The first acquisition module 10 is used for acquiring a test image corresponding to a workpiece to be tested and a trained neural network model; the second obtaining module 20 is configured to obtain training samples of the deep Q network, where the training samples include: the method comprises the following steps that a plurality of original images, data enhancement images corresponding to the original images and data enhancement behaviors are obtained; the training module 30 is configured to construct a deep Q network, and perform learning training on the deep Q network based on a training sample to obtain a state-behavior deep Q network model corresponding to the neural network model; the first determining module 40 is configured to input the test image into the depth Q network model to obtain at least one target enhancement behavior corresponding to the test image; the second determining module 50 is configured to perform data enhancement on the test image according to at least one target enhancement behavior, and input the enhanced test image into the neural network model to obtain at least one prediction result; the quality inspection module 60 is used for performing quality inspection on the workpiece according to at least one prediction result.
In one embodiment of the present invention, training module 30 may include: a first composing unit for composing the plurality of data-enhanced images into a state space set S of the environment,
Figure 8695DEST_PATH_IMAGE037
wherein S istIndicating the state of the environment at time t, St+1Indicating the state of the environment at time t +1, STRepresenting the final state of the environment; a second composing unit for composing the plurality of data-enhanced behaviors into a behavior space set A of the agent,
Figure 987890DEST_PATH_IMAGE038
wherein A iskRepresenting a kth data enhancement behavior; and the interaction unit is used for obtaining a state-behavior deep Q network model based on the interaction between the intelligent agent and the environment.

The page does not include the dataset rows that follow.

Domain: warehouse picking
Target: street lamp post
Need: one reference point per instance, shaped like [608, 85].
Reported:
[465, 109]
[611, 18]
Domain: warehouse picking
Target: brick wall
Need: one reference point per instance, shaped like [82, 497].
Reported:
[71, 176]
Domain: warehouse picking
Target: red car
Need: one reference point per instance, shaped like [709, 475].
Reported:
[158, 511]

In an embodiment of the present invention, the interaction unit may be specifically configured to: obtaining the environmental state S at the moment tt(ii) a The environmental state S at the moment ttInputting the agent to make the agent according to the environmental state S at the time ttPerforming a data enhancement action A at time tt(ii) a Data enhancement behavior A at the time of execution of the agent ttThereafter, the state of the environment is changed to the environment state S at the time t +1t+1Simultaneously, feeding back the feedback reward value at the time of t +1 to the intelligent agent to enable the intelligent agent to execute the data enhancement behavior at the time of t + 1; obtaining the feedback reward value corresponding to each time, so as to combine the feedback reward values into a feedback reward set R,
Figure 989254DEST_PATH_IMAGE039
wherein R istIndicating the corresponding feedback prize value, R, at time tt+1Representing the corresponding feedback reward value at the t +1 moment; determining a value function of the agent according to each feedback reward value; and obtaining a state-behavior depth Q network model based on the cost function.

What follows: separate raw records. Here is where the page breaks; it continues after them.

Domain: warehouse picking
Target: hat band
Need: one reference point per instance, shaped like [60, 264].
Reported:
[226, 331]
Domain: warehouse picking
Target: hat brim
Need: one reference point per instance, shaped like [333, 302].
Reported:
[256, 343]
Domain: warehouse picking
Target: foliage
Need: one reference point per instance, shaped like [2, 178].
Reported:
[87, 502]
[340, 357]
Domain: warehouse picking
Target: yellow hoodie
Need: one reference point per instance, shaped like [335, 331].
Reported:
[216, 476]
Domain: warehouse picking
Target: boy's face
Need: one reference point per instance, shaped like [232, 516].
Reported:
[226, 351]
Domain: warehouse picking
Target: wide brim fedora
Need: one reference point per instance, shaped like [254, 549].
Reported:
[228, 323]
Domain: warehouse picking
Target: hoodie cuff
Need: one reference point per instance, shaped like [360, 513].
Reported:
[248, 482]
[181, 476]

In an embodiment of the invention, the interaction unit, when determining the cost function of the agent according to the respective feedback reward values, may be specifically configured to: acquiring a control strategy pi of an agent and a state-value function and a behavior-value function corresponding to the control strategy pi; the interaction unit, when obtaining the state-behavior depth Q network model based on the cost function, may be specifically configured to: the state-behavior deep Q network model is optimized by maximizing the state-value function and the behavior-value function.
In one embodiment of the present invention, the state-cost function for a control strategy pi is:
Figure 784035DEST_PATH_IMAGE040
the behavior-cost function corresponding to the control strategy pi is:
Figure 163807DEST_PATH_IMAGE041
wherein,
Figure 566101DEST_PATH_IMAGE042
indicating when an agent takes a policy
Figure 359220DEST_PATH_IMAGE043
The expectation of the time-random variable is,
Figure 505162DEST_PATH_IMAGE044
represents a discount factor, Rt+k+1Denotes a feedback award value at time t + k +1, and S denotes a grant StA represents the value given to AtThe value of (c).

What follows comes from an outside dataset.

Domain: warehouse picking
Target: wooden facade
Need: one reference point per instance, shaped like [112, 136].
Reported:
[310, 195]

In one embodiment of the present invention, the quality inspection module 60 includes: the processing unit is used for preprocessing a plurality of prediction results when the number of the prediction results is multiple; and the quality inspection unit is used for performing quality inspection on the workpiece according to the preprocessed prediction result.
In one embodiment of the invention, the plurality of data enhancement activities include: turning, rotating, zooming and brightness adjusting.
It should be noted that, for the specific implementation and implementation principle of the workpiece quality inspection apparatus, reference may be made to the specific implementation of the workpiece quality inspection method, and details are not described here again to avoid redundancy.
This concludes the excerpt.